Tuesday, May 09, 2006

Surveillance in Wartime is Nothing New

This is interesting:

IN A BOLD AND CONTROVERSIAL DECISION, the president authorized a program for the surveillance of communications within the United States, seeking to prevent acts of domestic sabotage and espionage. In so doing, he ignored a statute that possibly forbade such activity, even though high-profile federal judges had affirmed the statute's validity. The president sought statutory amendments allowing this surveillance but, when no such legislation was forthcoming, he continued the program nonetheless. And when Congress demanded that he disclose details of the surveillance program, the attorney general said, in no uncertain terms, that it would get nothing of the sort.

A casual observer would probably come to the conclusion that the above paragraph is the beginning of an article about what our friends in the media gleefully refer to as "President Bush's Domestic Surveillance Program". They would be wrong:

In short, President Franklin Delano Roosevelt charted a bold course in defending the nation's security in 1940, when he did all of these things.

Those who are questioning President Bush's decision to authorize such surveillance in the interest of our national security would do well to read this entire article.

There are times when a sitting president finds himself facing dire circumstances that require a course of action that might ruffle a few feathers here and there, but in the end, the decision to follow that course of action may save countless lives. Defending America from enemies that have proven they will kill us, qualifies as a dire circumstance in my book.

Roosevelt, a Democrat, found it necessary in World War II and that "controversial" decision probably saved lives. President Bush has found it necessary now and should not have to worry about naysayers from either party who are making a political issue out of the defense of this nation.

When you get right down to it, the world is much smaller today than it was then and our oceans no longer provide a defense against, or a warning of, an approaching threat. In a sense, the decision by President Bush to authorize the warrantless surveillance, is more critical now than it was in the days of FDR. There is simply too little time to jump through hoops and beg the permission of a court to wiretap a phone with a suspected terrorist on one end of the line. In this day and age, one minute ago might still be too late.

I'm not one who would ordinarily support government haphazardly intervening in the lives of ordinary citizens, but if the goal of that intervention is to stop a terrorist before he can complete his mission, they can wiretap my phone for all I care.

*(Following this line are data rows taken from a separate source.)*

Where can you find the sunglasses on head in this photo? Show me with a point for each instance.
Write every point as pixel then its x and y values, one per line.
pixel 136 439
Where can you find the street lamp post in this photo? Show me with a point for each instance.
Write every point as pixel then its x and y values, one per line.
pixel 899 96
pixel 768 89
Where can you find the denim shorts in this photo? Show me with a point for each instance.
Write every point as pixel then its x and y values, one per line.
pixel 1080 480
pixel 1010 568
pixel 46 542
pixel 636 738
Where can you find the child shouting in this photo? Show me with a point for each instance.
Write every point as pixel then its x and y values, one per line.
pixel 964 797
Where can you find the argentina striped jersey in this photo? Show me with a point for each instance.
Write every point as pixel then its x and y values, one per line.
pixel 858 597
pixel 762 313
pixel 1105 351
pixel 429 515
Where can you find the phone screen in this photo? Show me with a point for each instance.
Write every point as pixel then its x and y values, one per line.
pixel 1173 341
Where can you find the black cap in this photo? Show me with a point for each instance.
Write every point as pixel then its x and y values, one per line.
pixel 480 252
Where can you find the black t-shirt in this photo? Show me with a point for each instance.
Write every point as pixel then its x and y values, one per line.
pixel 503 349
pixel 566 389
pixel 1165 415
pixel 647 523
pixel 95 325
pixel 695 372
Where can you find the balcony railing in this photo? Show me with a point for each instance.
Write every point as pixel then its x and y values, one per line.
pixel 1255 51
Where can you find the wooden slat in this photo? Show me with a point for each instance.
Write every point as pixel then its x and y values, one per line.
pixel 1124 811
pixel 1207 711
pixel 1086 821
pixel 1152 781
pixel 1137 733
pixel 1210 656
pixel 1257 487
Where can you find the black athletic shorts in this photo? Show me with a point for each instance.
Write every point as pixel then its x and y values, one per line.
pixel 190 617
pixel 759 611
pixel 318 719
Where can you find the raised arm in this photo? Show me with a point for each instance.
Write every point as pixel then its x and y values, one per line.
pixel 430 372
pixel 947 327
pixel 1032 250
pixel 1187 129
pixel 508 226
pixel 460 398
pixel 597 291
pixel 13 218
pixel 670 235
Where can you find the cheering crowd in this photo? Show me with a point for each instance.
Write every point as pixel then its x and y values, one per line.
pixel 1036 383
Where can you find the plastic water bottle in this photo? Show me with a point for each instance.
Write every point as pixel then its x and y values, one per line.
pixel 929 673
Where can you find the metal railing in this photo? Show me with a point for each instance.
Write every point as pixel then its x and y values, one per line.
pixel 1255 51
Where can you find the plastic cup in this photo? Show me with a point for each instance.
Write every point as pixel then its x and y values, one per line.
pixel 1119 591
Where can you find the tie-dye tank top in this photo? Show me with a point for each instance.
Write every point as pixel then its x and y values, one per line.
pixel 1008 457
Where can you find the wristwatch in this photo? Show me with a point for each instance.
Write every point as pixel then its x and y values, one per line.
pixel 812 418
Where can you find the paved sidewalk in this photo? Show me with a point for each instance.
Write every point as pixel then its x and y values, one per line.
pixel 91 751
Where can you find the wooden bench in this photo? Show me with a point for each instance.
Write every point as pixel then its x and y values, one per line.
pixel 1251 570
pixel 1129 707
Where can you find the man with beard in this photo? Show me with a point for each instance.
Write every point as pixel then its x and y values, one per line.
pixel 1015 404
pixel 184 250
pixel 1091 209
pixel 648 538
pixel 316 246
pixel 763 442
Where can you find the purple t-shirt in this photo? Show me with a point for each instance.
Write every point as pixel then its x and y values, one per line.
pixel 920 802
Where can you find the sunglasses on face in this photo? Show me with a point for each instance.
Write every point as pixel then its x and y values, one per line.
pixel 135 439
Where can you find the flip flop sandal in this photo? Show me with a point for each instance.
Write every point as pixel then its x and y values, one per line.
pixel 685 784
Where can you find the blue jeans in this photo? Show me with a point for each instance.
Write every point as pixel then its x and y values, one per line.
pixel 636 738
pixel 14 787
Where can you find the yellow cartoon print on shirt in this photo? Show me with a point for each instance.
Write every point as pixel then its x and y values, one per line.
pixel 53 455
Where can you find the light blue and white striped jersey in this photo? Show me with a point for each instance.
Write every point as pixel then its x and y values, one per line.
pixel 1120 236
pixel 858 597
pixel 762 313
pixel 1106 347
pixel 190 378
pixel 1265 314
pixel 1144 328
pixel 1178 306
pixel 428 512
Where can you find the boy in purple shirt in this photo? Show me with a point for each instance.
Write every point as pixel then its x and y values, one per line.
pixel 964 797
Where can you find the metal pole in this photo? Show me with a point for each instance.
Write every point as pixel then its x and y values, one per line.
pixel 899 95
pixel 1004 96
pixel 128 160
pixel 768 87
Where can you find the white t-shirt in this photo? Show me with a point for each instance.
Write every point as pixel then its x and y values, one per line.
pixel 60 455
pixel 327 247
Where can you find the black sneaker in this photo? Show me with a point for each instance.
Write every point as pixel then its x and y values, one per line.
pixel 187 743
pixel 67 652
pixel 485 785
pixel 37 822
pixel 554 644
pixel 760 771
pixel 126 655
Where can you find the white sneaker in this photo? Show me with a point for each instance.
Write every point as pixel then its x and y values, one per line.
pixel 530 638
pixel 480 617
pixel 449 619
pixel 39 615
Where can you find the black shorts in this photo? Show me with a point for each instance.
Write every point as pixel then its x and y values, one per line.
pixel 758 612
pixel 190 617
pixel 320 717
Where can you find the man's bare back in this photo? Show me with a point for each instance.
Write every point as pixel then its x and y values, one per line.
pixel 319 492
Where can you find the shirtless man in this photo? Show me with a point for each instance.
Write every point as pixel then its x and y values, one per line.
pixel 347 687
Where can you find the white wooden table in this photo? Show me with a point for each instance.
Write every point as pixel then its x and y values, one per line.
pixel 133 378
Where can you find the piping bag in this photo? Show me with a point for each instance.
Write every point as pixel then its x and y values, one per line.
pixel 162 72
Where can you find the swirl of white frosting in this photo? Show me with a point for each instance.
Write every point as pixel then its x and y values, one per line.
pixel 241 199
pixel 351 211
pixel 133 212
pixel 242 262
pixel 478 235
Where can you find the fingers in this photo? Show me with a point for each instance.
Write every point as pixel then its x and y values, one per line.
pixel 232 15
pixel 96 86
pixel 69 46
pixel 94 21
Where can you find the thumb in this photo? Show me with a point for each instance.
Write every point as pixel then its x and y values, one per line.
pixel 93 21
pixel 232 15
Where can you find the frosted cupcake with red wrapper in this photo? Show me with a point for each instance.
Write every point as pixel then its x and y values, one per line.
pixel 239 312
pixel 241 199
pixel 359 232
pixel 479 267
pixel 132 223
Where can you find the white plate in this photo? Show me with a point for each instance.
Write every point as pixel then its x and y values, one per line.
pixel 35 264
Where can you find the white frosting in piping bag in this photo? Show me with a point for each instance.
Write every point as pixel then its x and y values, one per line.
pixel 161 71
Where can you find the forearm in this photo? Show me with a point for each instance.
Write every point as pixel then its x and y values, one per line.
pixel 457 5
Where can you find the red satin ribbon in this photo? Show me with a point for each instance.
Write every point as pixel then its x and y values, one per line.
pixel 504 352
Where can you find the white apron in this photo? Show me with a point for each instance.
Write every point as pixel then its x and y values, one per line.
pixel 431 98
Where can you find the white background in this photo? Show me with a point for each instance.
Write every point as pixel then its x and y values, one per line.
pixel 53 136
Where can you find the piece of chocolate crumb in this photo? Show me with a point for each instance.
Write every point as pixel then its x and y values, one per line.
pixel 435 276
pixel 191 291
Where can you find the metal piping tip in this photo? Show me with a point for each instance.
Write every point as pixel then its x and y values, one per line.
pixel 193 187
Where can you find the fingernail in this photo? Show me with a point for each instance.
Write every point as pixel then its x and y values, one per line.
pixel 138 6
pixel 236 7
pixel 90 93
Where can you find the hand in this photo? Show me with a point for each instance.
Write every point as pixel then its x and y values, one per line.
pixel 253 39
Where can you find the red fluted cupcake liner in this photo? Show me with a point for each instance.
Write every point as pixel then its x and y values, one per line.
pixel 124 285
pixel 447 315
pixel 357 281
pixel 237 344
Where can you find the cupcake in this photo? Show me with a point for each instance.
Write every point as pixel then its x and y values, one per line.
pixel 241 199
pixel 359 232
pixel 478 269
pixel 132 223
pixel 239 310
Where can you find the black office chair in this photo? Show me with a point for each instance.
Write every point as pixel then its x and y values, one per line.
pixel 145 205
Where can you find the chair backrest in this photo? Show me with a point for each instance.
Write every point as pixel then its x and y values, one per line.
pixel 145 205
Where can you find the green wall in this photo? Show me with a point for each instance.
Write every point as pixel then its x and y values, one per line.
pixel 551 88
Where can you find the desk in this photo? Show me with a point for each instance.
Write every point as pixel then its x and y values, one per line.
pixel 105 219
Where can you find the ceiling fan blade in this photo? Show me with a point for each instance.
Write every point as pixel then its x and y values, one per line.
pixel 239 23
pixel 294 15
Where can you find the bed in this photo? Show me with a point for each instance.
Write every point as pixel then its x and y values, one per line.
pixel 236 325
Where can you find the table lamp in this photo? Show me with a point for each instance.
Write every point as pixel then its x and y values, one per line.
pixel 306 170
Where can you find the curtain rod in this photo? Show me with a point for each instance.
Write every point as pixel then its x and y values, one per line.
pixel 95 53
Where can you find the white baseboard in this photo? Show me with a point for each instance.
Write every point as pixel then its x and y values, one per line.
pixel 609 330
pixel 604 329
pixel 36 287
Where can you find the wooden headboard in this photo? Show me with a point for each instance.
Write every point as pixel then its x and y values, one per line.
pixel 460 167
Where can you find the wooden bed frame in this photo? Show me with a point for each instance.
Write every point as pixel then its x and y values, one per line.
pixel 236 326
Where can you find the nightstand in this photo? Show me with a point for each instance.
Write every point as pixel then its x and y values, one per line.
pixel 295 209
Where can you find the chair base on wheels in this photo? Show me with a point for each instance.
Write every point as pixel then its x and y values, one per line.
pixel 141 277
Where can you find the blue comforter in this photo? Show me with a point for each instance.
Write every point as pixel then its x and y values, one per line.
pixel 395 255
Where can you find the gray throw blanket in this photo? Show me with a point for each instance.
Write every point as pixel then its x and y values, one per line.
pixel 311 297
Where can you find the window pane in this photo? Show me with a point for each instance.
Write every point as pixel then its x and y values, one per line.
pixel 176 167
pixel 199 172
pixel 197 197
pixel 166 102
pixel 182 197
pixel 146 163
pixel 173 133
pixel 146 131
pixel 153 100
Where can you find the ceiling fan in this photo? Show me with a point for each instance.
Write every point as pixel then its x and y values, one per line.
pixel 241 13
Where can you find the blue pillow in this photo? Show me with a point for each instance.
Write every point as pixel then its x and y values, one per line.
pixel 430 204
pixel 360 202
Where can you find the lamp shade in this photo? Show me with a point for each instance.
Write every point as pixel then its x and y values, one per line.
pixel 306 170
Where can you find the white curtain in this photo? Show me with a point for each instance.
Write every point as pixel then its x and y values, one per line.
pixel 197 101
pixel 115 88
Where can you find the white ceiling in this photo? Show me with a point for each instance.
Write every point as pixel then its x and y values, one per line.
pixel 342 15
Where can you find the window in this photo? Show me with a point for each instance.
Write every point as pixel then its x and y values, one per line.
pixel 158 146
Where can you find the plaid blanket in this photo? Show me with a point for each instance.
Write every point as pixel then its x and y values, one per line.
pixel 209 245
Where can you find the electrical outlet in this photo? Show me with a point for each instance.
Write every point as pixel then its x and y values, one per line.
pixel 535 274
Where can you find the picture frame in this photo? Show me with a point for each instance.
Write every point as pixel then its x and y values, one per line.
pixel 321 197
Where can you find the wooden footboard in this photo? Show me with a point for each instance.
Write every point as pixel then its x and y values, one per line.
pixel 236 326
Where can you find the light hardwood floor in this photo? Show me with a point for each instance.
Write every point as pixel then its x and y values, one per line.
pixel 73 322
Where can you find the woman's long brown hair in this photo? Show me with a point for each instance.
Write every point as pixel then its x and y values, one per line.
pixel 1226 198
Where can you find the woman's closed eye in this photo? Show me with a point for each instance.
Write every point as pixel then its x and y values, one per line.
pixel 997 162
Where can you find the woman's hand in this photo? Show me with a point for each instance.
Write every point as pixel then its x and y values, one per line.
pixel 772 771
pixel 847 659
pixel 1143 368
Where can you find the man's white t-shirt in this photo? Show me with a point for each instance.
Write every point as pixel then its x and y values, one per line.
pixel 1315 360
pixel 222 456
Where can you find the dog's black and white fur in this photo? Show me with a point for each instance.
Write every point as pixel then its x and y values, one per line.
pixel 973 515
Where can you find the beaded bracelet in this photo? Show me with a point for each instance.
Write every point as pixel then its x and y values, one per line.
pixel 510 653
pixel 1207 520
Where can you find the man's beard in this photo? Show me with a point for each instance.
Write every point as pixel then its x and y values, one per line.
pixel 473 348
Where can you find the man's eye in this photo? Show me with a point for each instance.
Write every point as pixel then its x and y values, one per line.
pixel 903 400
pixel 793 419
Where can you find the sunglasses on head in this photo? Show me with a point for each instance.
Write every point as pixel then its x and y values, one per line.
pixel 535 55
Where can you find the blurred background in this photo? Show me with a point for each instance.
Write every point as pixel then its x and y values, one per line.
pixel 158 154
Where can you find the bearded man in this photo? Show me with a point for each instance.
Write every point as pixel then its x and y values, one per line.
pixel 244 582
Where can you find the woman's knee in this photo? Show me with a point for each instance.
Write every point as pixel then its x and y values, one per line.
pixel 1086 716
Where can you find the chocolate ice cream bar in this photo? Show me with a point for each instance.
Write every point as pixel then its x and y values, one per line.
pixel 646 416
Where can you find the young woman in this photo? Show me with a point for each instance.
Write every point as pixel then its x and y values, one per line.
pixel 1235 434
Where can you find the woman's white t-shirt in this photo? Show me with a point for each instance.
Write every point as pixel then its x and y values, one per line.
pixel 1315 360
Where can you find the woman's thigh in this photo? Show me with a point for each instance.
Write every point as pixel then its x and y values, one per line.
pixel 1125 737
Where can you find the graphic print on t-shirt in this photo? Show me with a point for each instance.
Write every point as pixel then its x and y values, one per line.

I'm not excluding the Republicans who have jumped on the NSA probe bandwagon by any stretch, but it seems ironic to me that many of the so-called party of FDR will jump in front of the nearest microphone and claim the president has acted egregiously and irresponsibly by wiretapping American citizens. They conveniently leave out the part about a suspected terrorist being on the other end of the line, and if they have any knowledge of history prior to the 1960's, then they should know full well that surveillance during wartime is not a new concept- it was practically perfected by one of their very own.

That is, if they'll still claim him.